Confesiones de San Agustín

[Confessiones]. Obra fundamental, junto con la Ciudad de Dios (v.), de San Agustín (Aurelius Augustinus, 354-430), escrita alrededor del 400, cuando hacía ya cinco años que era obispo de Hipona. Contienen la historia es­piritual del santo, la formación de su pen­samiento y su iniciación mística, hasta el punto de representar a la vez una gran obra filosófica y una dramática autobiografía. Está dividida en trece libros: narra pri­mero su infancia, sobre la cual pesa la sombra del pecado; reanudando una con­cepción maniquea, Agustín critica la ino­cencia infantil, y observa cómo, ya en su primera edad, el hombre se inclina fatal­mente hacia la culpa, o sea hacia la satis­facción de sus sentidos (primer libro). Co­mienza después la adolescencia; en el re­cuerdo de un pequeño hurto, apunta ya la concepción agustiniana del pecado como desviación del bien; al robar unas man­zanas verdes, él no buscaba en realidad la cosa robada, sino sólo una afirmación de libertad. Ahora bien, la libertad es cosa buena, en su significado absoluto, como li­beración de las pasiones del espíritu, pero se convierte en culpa cuando es conside­rada en relación al individuo, como su des­vinculación de la ley moral para logro de una propia satisfacción (segundo libro).

Los primeros años de su juventud aparecen do­minados por dos episodios: la lectura del Hortensio de Cicerón, que fascina al joven con sus bellas palabras, y los halagos de los maniqueos, los cuales, predicando la doc­trina de una doble divinidad, del bien y del mal, ayudaban en cierta manera a Agus­tín a explicar el problema del pecado, que desde entonces siente fuertemente (tercer libro). Continúan las experiencias juveniles; su carácter se revela apasionado y ambi­cioso, y con la enseñanza y el estudio trata de alcanzar sus metas, al tiempo que en el generoso sentido de la amistad intenta expresarse su carácter ardiente. La muerte de un amigo conmueve profundamente a Agus­tín. ¿Pero qué es, pues, el mal metafísico, fatalmente arraigado en la existencia que nace y muere? También el mal metafísico, como el mal moral, es desviación de un bien: se muestra sólo como un mal consi­derado en relación con nosotros mismos; pe­ro se revela como un bien si es proyectado en el orden del universo y en sus finalidades últimas. Las lágrimas vertidas por el amigo muerto eran causadas por ese excesivo sen­tido de individualidad (cuarto libro).

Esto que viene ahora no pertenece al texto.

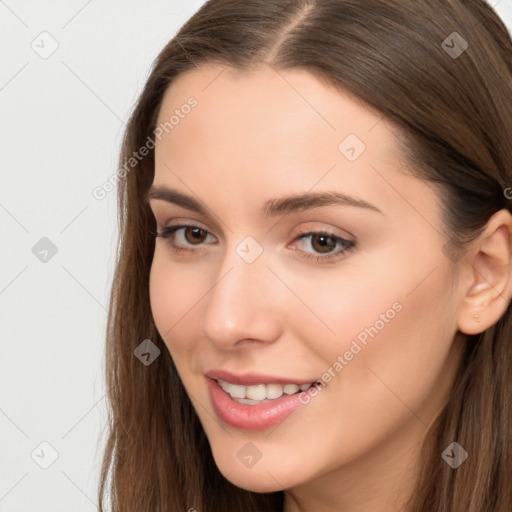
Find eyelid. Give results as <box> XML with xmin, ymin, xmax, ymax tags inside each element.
<box><xmin>153</xmin><ymin>219</ymin><xmax>358</xmax><ymax>264</ymax></box>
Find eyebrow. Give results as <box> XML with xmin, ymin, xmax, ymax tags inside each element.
<box><xmin>145</xmin><ymin>185</ymin><xmax>382</xmax><ymax>217</ymax></box>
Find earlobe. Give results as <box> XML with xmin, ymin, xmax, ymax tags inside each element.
<box><xmin>458</xmin><ymin>210</ymin><xmax>512</xmax><ymax>334</ymax></box>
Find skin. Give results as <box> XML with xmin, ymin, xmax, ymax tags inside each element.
<box><xmin>150</xmin><ymin>64</ymin><xmax>512</xmax><ymax>512</ymax></box>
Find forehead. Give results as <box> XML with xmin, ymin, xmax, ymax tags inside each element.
<box><xmin>150</xmin><ymin>64</ymin><xmax>437</xmax><ymax>232</ymax></box>
<box><xmin>156</xmin><ymin>64</ymin><xmax>395</xmax><ymax>177</ymax></box>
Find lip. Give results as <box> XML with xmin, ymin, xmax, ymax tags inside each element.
<box><xmin>205</xmin><ymin>368</ymin><xmax>318</xmax><ymax>386</ymax></box>
<box><xmin>206</xmin><ymin>376</ymin><xmax>314</xmax><ymax>431</ymax></box>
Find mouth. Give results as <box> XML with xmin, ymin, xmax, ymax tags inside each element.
<box><xmin>206</xmin><ymin>374</ymin><xmax>321</xmax><ymax>431</ymax></box>
<box><xmin>214</xmin><ymin>379</ymin><xmax>320</xmax><ymax>405</ymax></box>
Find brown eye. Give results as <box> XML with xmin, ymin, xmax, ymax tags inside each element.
<box><xmin>311</xmin><ymin>233</ymin><xmax>337</xmax><ymax>253</ymax></box>
<box><xmin>184</xmin><ymin>227</ymin><xmax>208</xmax><ymax>244</ymax></box>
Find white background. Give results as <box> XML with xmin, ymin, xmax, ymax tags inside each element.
<box><xmin>0</xmin><ymin>0</ymin><xmax>512</xmax><ymax>512</ymax></box>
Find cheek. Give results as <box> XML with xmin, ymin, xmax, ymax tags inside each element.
<box><xmin>149</xmin><ymin>252</ymin><xmax>206</xmax><ymax>357</ymax></box>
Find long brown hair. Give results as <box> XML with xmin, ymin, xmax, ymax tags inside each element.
<box><xmin>98</xmin><ymin>0</ymin><xmax>512</xmax><ymax>512</ymax></box>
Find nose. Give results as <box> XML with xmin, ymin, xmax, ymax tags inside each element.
<box><xmin>201</xmin><ymin>245</ymin><xmax>284</xmax><ymax>350</ymax></box>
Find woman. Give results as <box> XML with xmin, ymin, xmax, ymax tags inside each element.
<box><xmin>99</xmin><ymin>0</ymin><xmax>512</xmax><ymax>512</ymax></box>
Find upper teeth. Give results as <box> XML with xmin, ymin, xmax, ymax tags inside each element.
<box><xmin>218</xmin><ymin>380</ymin><xmax>313</xmax><ymax>400</ymax></box>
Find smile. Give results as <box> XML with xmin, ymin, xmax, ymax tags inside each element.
<box><xmin>217</xmin><ymin>380</ymin><xmax>315</xmax><ymax>405</ymax></box>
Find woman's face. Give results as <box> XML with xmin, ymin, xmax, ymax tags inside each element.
<box><xmin>150</xmin><ymin>65</ymin><xmax>460</xmax><ymax>492</ymax></box>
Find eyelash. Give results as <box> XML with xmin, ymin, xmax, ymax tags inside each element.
<box><xmin>153</xmin><ymin>224</ymin><xmax>356</xmax><ymax>262</ymax></box>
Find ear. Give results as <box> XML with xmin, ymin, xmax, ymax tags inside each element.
<box><xmin>457</xmin><ymin>209</ymin><xmax>512</xmax><ymax>334</ymax></box>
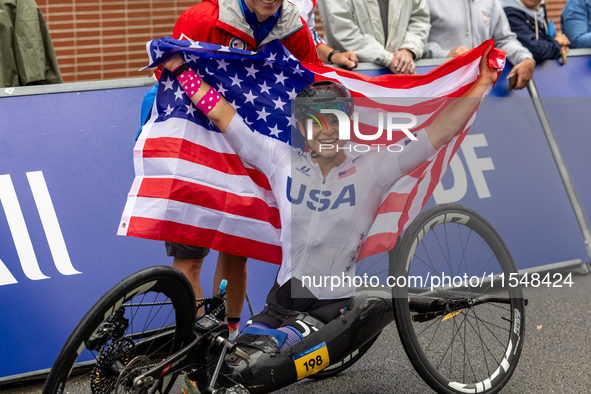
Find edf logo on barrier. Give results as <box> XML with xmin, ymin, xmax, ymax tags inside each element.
<box><xmin>0</xmin><ymin>171</ymin><xmax>81</xmax><ymax>286</ymax></box>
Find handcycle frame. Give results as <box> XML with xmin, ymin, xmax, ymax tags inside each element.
<box><xmin>44</xmin><ymin>204</ymin><xmax>527</xmax><ymax>394</ymax></box>
<box><xmin>126</xmin><ymin>286</ymin><xmax>394</xmax><ymax>394</ymax></box>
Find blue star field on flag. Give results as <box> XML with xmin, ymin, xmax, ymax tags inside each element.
<box><xmin>147</xmin><ymin>37</ymin><xmax>314</xmax><ymax>143</ymax></box>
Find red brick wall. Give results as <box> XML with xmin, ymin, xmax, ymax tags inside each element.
<box><xmin>37</xmin><ymin>0</ymin><xmax>566</xmax><ymax>82</ymax></box>
<box><xmin>36</xmin><ymin>0</ymin><xmax>197</xmax><ymax>82</ymax></box>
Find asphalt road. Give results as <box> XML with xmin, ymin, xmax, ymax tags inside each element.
<box><xmin>0</xmin><ymin>275</ymin><xmax>591</xmax><ymax>394</ymax></box>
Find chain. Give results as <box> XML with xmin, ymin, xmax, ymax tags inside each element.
<box><xmin>121</xmin><ymin>298</ymin><xmax>211</xmax><ymax>307</ymax></box>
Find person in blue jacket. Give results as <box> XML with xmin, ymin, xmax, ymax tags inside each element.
<box><xmin>501</xmin><ymin>0</ymin><xmax>570</xmax><ymax>63</ymax></box>
<box><xmin>560</xmin><ymin>0</ymin><xmax>591</xmax><ymax>48</ymax></box>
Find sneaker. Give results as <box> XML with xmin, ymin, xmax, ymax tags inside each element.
<box><xmin>181</xmin><ymin>374</ymin><xmax>201</xmax><ymax>394</ymax></box>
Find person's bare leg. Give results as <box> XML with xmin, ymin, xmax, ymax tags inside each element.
<box><xmin>172</xmin><ymin>257</ymin><xmax>203</xmax><ymax>313</ymax></box>
<box><xmin>213</xmin><ymin>252</ymin><xmax>248</xmax><ymax>333</ymax></box>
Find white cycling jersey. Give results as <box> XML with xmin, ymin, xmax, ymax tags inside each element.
<box><xmin>225</xmin><ymin>114</ymin><xmax>436</xmax><ymax>299</ymax></box>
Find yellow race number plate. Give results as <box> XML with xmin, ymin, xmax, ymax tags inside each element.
<box><xmin>293</xmin><ymin>342</ymin><xmax>330</xmax><ymax>380</ymax></box>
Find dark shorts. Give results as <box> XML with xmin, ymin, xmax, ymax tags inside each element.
<box><xmin>164</xmin><ymin>241</ymin><xmax>210</xmax><ymax>259</ymax></box>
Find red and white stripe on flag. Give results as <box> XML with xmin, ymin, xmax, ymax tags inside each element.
<box><xmin>118</xmin><ymin>40</ymin><xmax>505</xmax><ymax>264</ymax></box>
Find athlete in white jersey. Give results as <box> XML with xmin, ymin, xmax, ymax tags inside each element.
<box><xmin>225</xmin><ymin>81</ymin><xmax>436</xmax><ymax>299</ymax></box>
<box><xmin>164</xmin><ymin>48</ymin><xmax>497</xmax><ymax>340</ymax></box>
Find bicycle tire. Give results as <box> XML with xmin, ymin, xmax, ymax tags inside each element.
<box><xmin>308</xmin><ymin>331</ymin><xmax>382</xmax><ymax>380</ymax></box>
<box><xmin>43</xmin><ymin>266</ymin><xmax>196</xmax><ymax>394</ymax></box>
<box><xmin>390</xmin><ymin>204</ymin><xmax>525</xmax><ymax>394</ymax></box>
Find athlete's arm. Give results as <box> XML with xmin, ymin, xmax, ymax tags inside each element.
<box><xmin>425</xmin><ymin>46</ymin><xmax>497</xmax><ymax>150</ymax></box>
<box><xmin>162</xmin><ymin>53</ymin><xmax>236</xmax><ymax>133</ymax></box>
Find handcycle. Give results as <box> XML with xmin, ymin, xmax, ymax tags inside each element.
<box><xmin>43</xmin><ymin>204</ymin><xmax>527</xmax><ymax>394</ymax></box>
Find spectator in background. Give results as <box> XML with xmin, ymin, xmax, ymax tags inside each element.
<box><xmin>560</xmin><ymin>0</ymin><xmax>591</xmax><ymax>48</ymax></box>
<box><xmin>290</xmin><ymin>0</ymin><xmax>359</xmax><ymax>69</ymax></box>
<box><xmin>0</xmin><ymin>0</ymin><xmax>63</xmax><ymax>87</ymax></box>
<box><xmin>501</xmin><ymin>0</ymin><xmax>570</xmax><ymax>62</ymax></box>
<box><xmin>425</xmin><ymin>0</ymin><xmax>536</xmax><ymax>89</ymax></box>
<box><xmin>318</xmin><ymin>0</ymin><xmax>429</xmax><ymax>74</ymax></box>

Des­contento del maniqueísmo y de las elegan­cias de la retórica, a la que se había dedi­cado, Agustín parte para Roma, soñando con la gloria; pero en Roma sus alumnos se bur­lan de él y marcha a Milán, donde puede escuchar los sermones de San Ambrosio (quinto libro). La impresión es fortísima, pero, como por reacción, su fogoso tempe­ramento le domina y le impulsa a aventuras amorosas, que le hacen caer en un angus­tiado terror de la muerte (sexto libro). Fi­nalmente, un rayo de luz; no es todavía el Cristianismo, sino algo que viene a ser su primer grado: el neoplatonismo.

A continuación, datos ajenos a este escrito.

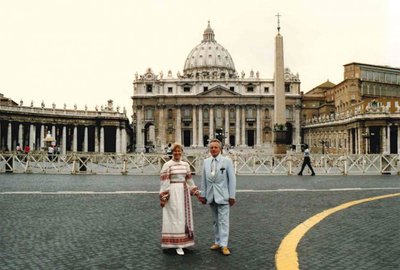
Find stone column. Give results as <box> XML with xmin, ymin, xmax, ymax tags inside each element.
<box><xmin>357</xmin><ymin>127</ymin><xmax>362</xmax><ymax>155</ymax></box>
<box><xmin>386</xmin><ymin>125</ymin><xmax>391</xmax><ymax>154</ymax></box>
<box><xmin>256</xmin><ymin>106</ymin><xmax>261</xmax><ymax>146</ymax></box>
<box><xmin>175</xmin><ymin>106</ymin><xmax>182</xmax><ymax>143</ymax></box>
<box><xmin>241</xmin><ymin>106</ymin><xmax>246</xmax><ymax>146</ymax></box>
<box><xmin>100</xmin><ymin>126</ymin><xmax>104</xmax><ymax>153</ymax></box>
<box><xmin>83</xmin><ymin>126</ymin><xmax>89</xmax><ymax>152</ymax></box>
<box><xmin>51</xmin><ymin>125</ymin><xmax>56</xmax><ymax>139</ymax></box>
<box><xmin>198</xmin><ymin>105</ymin><xmax>204</xmax><ymax>147</ymax></box>
<box><xmin>7</xmin><ymin>122</ymin><xmax>14</xmax><ymax>151</ymax></box>
<box><xmin>115</xmin><ymin>127</ymin><xmax>121</xmax><ymax>154</ymax></box>
<box><xmin>192</xmin><ymin>105</ymin><xmax>197</xmax><ymax>147</ymax></box>
<box><xmin>136</xmin><ymin>106</ymin><xmax>144</xmax><ymax>152</ymax></box>
<box><xmin>72</xmin><ymin>126</ymin><xmax>78</xmax><ymax>152</ymax></box>
<box><xmin>18</xmin><ymin>123</ymin><xmax>24</xmax><ymax>149</ymax></box>
<box><xmin>40</xmin><ymin>124</ymin><xmax>44</xmax><ymax>151</ymax></box>
<box><xmin>121</xmin><ymin>128</ymin><xmax>126</xmax><ymax>154</ymax></box>
<box><xmin>208</xmin><ymin>106</ymin><xmax>215</xmax><ymax>140</ymax></box>
<box><xmin>224</xmin><ymin>105</ymin><xmax>229</xmax><ymax>148</ymax></box>
<box><xmin>94</xmin><ymin>127</ymin><xmax>100</xmax><ymax>153</ymax></box>
<box><xmin>158</xmin><ymin>106</ymin><xmax>167</xmax><ymax>149</ymax></box>
<box><xmin>381</xmin><ymin>126</ymin><xmax>387</xmax><ymax>154</ymax></box>
<box><xmin>274</xmin><ymin>32</ymin><xmax>286</xmax><ymax>129</ymax></box>
<box><xmin>51</xmin><ymin>125</ymin><xmax>59</xmax><ymax>147</ymax></box>
<box><xmin>364</xmin><ymin>127</ymin><xmax>370</xmax><ymax>154</ymax></box>
<box><xmin>61</xmin><ymin>126</ymin><xmax>67</xmax><ymax>155</ymax></box>
<box><xmin>235</xmin><ymin>105</ymin><xmax>240</xmax><ymax>146</ymax></box>
<box><xmin>397</xmin><ymin>126</ymin><xmax>400</xmax><ymax>154</ymax></box>
<box><xmin>29</xmin><ymin>124</ymin><xmax>36</xmax><ymax>150</ymax></box>
<box><xmin>294</xmin><ymin>107</ymin><xmax>300</xmax><ymax>152</ymax></box>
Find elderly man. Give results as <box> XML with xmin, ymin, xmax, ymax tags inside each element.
<box><xmin>199</xmin><ymin>139</ymin><xmax>236</xmax><ymax>255</ymax></box>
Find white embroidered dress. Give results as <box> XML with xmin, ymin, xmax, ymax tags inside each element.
<box><xmin>160</xmin><ymin>160</ymin><xmax>198</xmax><ymax>248</ymax></box>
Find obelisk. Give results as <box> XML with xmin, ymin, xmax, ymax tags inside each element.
<box><xmin>274</xmin><ymin>13</ymin><xmax>286</xmax><ymax>154</ymax></box>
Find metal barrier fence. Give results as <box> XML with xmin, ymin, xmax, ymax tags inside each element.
<box><xmin>0</xmin><ymin>152</ymin><xmax>400</xmax><ymax>175</ymax></box>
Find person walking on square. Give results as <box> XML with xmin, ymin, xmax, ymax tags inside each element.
<box><xmin>199</xmin><ymin>139</ymin><xmax>236</xmax><ymax>255</ymax></box>
<box><xmin>298</xmin><ymin>144</ymin><xmax>315</xmax><ymax>176</ymax></box>
<box><xmin>159</xmin><ymin>143</ymin><xmax>200</xmax><ymax>255</ymax></box>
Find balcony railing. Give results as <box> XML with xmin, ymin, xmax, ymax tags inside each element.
<box><xmin>0</xmin><ymin>151</ymin><xmax>400</xmax><ymax>175</ymax></box>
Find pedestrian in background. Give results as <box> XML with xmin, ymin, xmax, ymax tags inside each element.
<box><xmin>298</xmin><ymin>144</ymin><xmax>315</xmax><ymax>176</ymax></box>
<box><xmin>199</xmin><ymin>139</ymin><xmax>236</xmax><ymax>255</ymax></box>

De los neo- platónicos Agustín aprende a concebir una divinidad incorpórea, sin límites y sin for­mas. No es todavía el Cristianismo; Agus­tín distingue aquí netamente las dos con­cepciones: los neoplatónicos alcanzan la idea de Dios pero no su amor; captan su abs­tracción, pero no su esencia de bondad in­finita (séptimo libro). De todas formas, la barrera se ha hecho pedazos; su férvida imaginación no se vincula ya a la imagen para elevarse a la divinidad y, poco a poco, se afina en arrebato místico para llegar a la intuición. Durante una profunda crisis espiritual, Agustín oye una voz: « ¡Toma y lee!»; abre el Evangelio; un pasaje de la Epístola a los Romanos le ilumina; corre al lado de su madre, Santa Mónica, que siempre ha deseado su conversión, y se so­siega en sus brazos. Estas últimas páginas del libro octavo y las del noveno, que cul­minan en el décimo y undécimo capítulos, donde se narra el coloquio místico con su madre y el éxtasis y muerte de ella, cuen­tan entre las más altas de la literatura re­ligiosa. En el libro décimo comienza la parte más propiamente especulativa con el análisis del problema del conocimiento. Dios no es cognoscible por el conocimiento ra­cional, que tiene su origen en los sentidos y que sólo puede referirse a las cosas que están en el tiempo y en el espacio. Dios, en efecto (libro undécimo), no está en el tiem­po: el tiempo no es una realidad, es un acto psíquico, una distensión del ánimo cons­tituida por tres inexistencias: el pasado, que no es ya; el futuro, que no es todavía, y el presente, que, por pequeño que sea, está hecho siempre de pasado y de futuro. Sólo es real lo eterno, que podemos imaginar como un continuo presente; y Dios es en la eternidad.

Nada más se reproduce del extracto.